Amendment proposed: 17, page 2, line 14, at end insert—
“(c) to conduct research,
(d) to engage in intellectual inquiry and contribute to public debate,
(e) to criticise any institution,
(f) to be affiliated to any institution, and
(g) to be a member of a trade union body,”—(Matt Western.)
This amendment would widen the definition of academic freedom.
Question put, That the amendment be made.
The House divided: Ayes 152, Noes 284.
Question accordingly negatived.
Amendments made: 2, page 2, line 28, leave out
“and within their field of expertise”.
See explanatory statement for Amendment 1.
Amendment 3, page 2, line 29, at end insert—
‘(9A) In order to achieve the objective in subsection (2), the governing body of a registered higher education provider must secure that, apart from in exceptional circumstances, use of its premises by any individual or body is not on terms that require the individual or body to bear some or all of the costs of security relating to their use of the premises.’
This amendment would place a new duty on governing bodies of registered higher education providers to secure freedom of speech for certain persons by requiring such providers to secure that use of its premises is not conditional on requiring the person wishing to use them to bear the costs of security - unless there are exceptional circumstances.
Amendment 4, page 2, line 39, leave out “duty in section A1(1)” and insert
“duties in section A1(1) and (9A)”
This amendment is consequential on the changes made by Amendments 3 and 6.
Amendment 5, page 2, line 46, after “provider” insert
“and any students’ union for students at the provider”.
The duties on registered higher education providers and constituent colleges to secure freedom of speech extends to taking steps as regards the activities of its students’ unions (which will include JCRs and MCRs of colleges). Expanding the matters which must be included in the code of practice is to reinforce this.
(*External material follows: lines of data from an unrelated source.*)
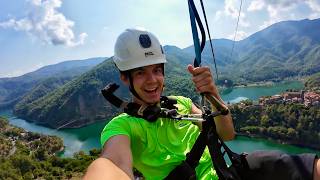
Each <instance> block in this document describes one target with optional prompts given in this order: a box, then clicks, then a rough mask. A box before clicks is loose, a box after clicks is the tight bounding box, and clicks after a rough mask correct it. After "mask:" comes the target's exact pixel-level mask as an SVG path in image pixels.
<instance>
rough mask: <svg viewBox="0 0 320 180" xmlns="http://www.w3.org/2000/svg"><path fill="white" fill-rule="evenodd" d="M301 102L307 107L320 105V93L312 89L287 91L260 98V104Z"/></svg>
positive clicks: (259, 102) (293, 102)
mask: <svg viewBox="0 0 320 180" xmlns="http://www.w3.org/2000/svg"><path fill="white" fill-rule="evenodd" d="M290 103H300V104H304V105H305V106H306V107H310V106H320V94H318V93H316V92H312V91H304V90H301V91H287V92H285V93H282V94H280V95H273V96H268V97H261V98H259V105H267V104H290Z"/></svg>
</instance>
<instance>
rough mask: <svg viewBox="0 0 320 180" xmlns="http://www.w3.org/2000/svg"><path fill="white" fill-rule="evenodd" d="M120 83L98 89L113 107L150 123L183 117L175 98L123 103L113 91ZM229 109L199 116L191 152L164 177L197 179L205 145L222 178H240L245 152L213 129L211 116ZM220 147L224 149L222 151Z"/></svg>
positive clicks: (164, 97) (117, 87)
mask: <svg viewBox="0 0 320 180" xmlns="http://www.w3.org/2000/svg"><path fill="white" fill-rule="evenodd" d="M118 88H119V86H118V85H116V84H114V83H113V84H108V85H107V86H106V87H105V88H104V89H102V90H101V92H102V94H103V96H104V97H105V98H106V99H107V100H108V101H109V102H110V103H111V104H113V105H114V106H116V107H118V108H122V109H123V111H124V112H125V113H127V114H129V115H131V116H135V117H139V118H143V119H145V120H147V121H149V122H154V121H156V120H157V119H158V118H159V117H165V118H170V119H174V120H180V119H182V116H181V115H179V114H178V113H177V111H176V109H177V108H176V107H175V106H174V105H175V104H176V103H177V101H176V100H175V99H172V98H169V97H166V96H162V97H161V98H160V103H158V104H155V105H150V106H143V105H140V104H137V103H133V102H130V103H128V102H124V101H122V100H121V99H120V98H118V97H117V96H115V95H114V94H113V93H114V92H115V90H116V89H118ZM226 114H228V111H227V112H226V111H216V112H211V111H210V110H209V109H206V110H205V112H204V113H203V114H202V118H203V119H204V120H205V121H204V122H203V123H202V131H201V133H200V135H199V136H198V138H197V140H196V142H195V144H194V145H193V147H192V149H191V151H190V152H189V153H188V154H187V155H186V160H185V161H183V162H182V163H181V164H180V165H178V166H177V167H176V168H175V169H174V170H173V171H171V172H170V174H169V175H168V176H167V177H166V179H167V180H173V179H196V172H195V168H196V167H197V166H198V164H199V160H200V158H201V156H202V154H203V152H204V150H205V147H206V146H208V149H209V152H210V156H211V159H212V164H213V166H214V168H215V170H216V172H217V174H218V176H219V179H221V180H241V179H243V178H241V177H244V176H245V172H246V170H247V169H248V163H247V161H246V158H245V154H241V155H239V154H237V153H234V152H233V151H231V150H230V149H229V148H228V146H227V145H226V144H225V143H224V142H223V140H222V139H221V138H220V137H219V135H218V133H217V131H216V125H215V122H214V119H213V118H214V117H216V116H219V115H226ZM222 148H223V149H224V151H223V152H222ZM225 153H226V154H227V156H228V157H229V159H230V161H231V163H232V165H231V166H230V167H228V166H227V164H226V161H225V159H224V154H225Z"/></svg>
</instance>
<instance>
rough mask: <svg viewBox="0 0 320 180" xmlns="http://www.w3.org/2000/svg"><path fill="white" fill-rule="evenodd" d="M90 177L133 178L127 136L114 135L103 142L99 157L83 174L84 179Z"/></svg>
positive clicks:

Amendment 6, page 3, line 9, at end insert
“(which must include its criteria for determining whether there are exceptional circumstances for the purposes of section A1(9A)).”—(Michelle Donelan.)
This amendment requires the code of practice maintained by a registered higher education provider to set out the provider’s criteria for deciding whether there are “exceptional circumstances” which will enable it to require a person wishing to use its premises to bear the costs of security.